Rainy day game – toy search

By Sindhoor Pangal, Bangalore Mirror Bureau | Jun 22, 2015, 07.49 PM IST

Next week, I leave to Ashville to learn from Anne Lil Kvam, a remarkable woman who trained dogs to sniff out land mines in Angola. In preparation for her classes, I have been brushing up on her book “The Canine Kingdom of Scent”. So today, I’d like to present to you a game from that book that is perfect for rainy days like these – Toy Search.

For this, you will need an appropriately exciting toy and highly exciting treats. An appropriately exciting toy is one that is exciting enough for the dog to show some interest in. But not one that the dog will be so interested in that he will not want to have anything to do with you after he gets the toy. Highly exciting treats have to be fresh chicken, paneer or fish. Biscuits and dry treats just won’t do.
To start Toy Search, we first “charge” a toy. By that I mean I get the dog to learn that picking up the toy will earn the dog a treat. Start in a quiet place. No distractions. No people moving around. Sit down calmly with your dog. The calmer you are, the calmer your dog will be, the more he will be able to concentrate on what you are doing.


Step 1: Dangle the toy in front of him and tempt him to take it. The first attempt he makes to take the toy from your hand, praise and treat him (for brevity, I’ll combine praise and treat to reward). Repeat 3 to 5 times. Take a break. Start again, repeat twice and move to step two.
Step 2: Drop the toy in front of him and wiggle it around. The second he takes it, reward. If he does not do it, go back to step one. If he does it, repeat 3 to 5 times. Take a break. Start again, repeat twice and proceed.


Step 3: Hold the dog’s harness and drop the toy a few feet away from him. Let him go. When he takes it, reward. If he does not, go back to step 2. If he does, repeat 2 times and then name the toy. Naming the toy is simple. Pick a name for the toy like “Piggy” and say the name of the toy just before releasing the dog. Repeat two more times. Take a break. Proceed.


Step 4: Have someone hold him back or tether him. If he has a reliable “Stay”, you can give him that command too. Go behind a wall, drop the toy, name it (let’s say “Piggy”) and release him. When he finds Piggy, reward him. If he struggles, go back to step 3. If he does just fine, repeat this 3 to 5 times.
Step 5: Now start hiding Piggy in slightly harder places in the next room.
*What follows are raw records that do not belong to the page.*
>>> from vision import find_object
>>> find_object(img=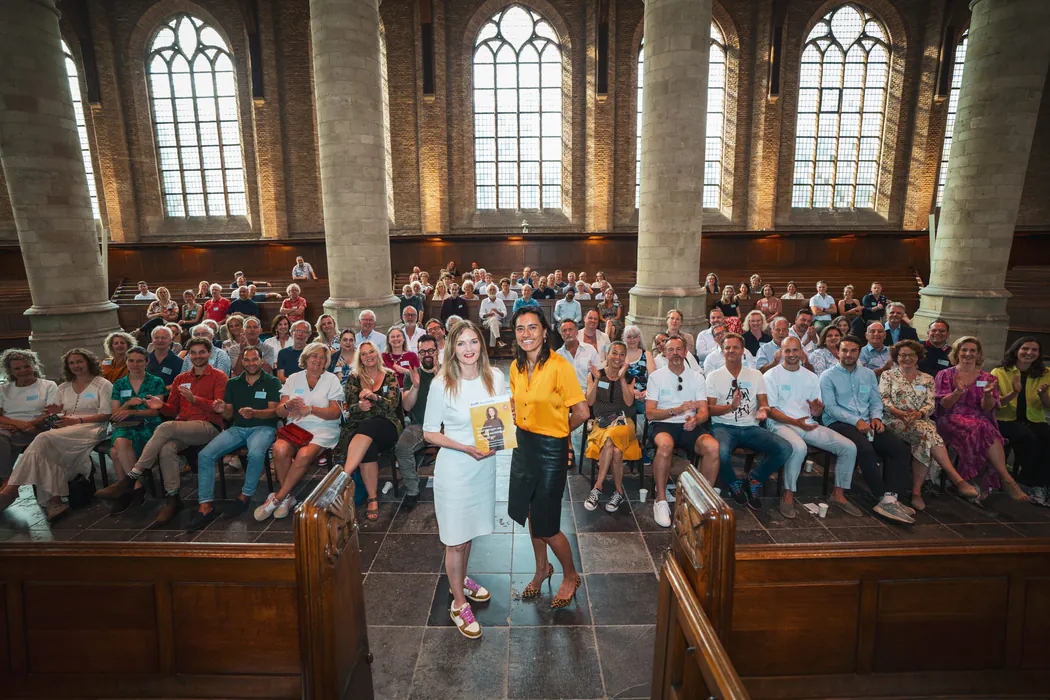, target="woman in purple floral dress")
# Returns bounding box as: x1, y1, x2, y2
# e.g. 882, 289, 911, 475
936, 336, 1028, 501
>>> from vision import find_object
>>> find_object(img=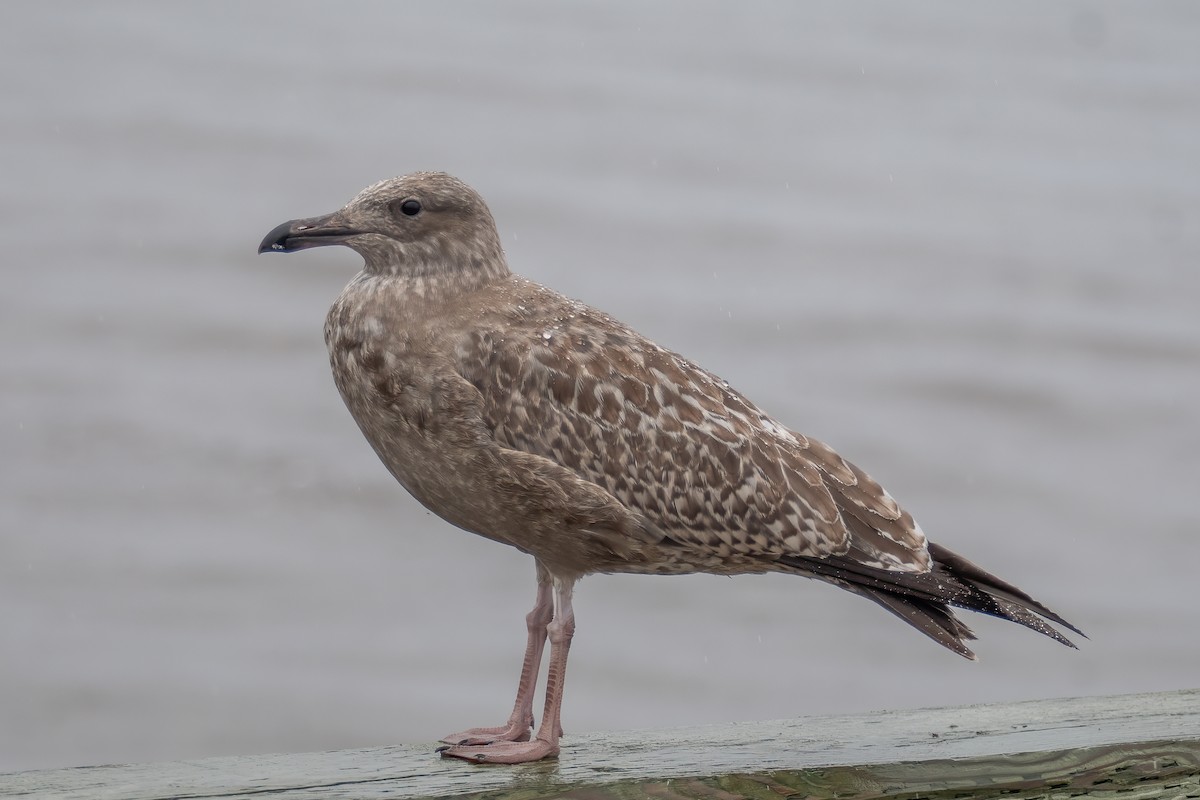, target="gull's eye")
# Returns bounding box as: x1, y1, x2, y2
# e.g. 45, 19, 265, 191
394, 198, 421, 217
The point is to find by sniffing the toy out, not by searching with the eyes. So hide it out of sight. If he is struggling, pick simpler places for Piggy to hide in. If he is finding it easy, get more creative. You can start introducing multiple rooms by pretending to hide in three different rooms before releasing the dog. Start from Step 1 or 2 for a new toy with a new name.

Take frequent breaks. During the break, do not engage the dog in any hyperactivity. Just allow the dog to relax. The total session should last five to ten minutes. One session a day is plenty in the beginning. Dogs need long naps after these sessions. Nose work is intense and needs a lot of rest.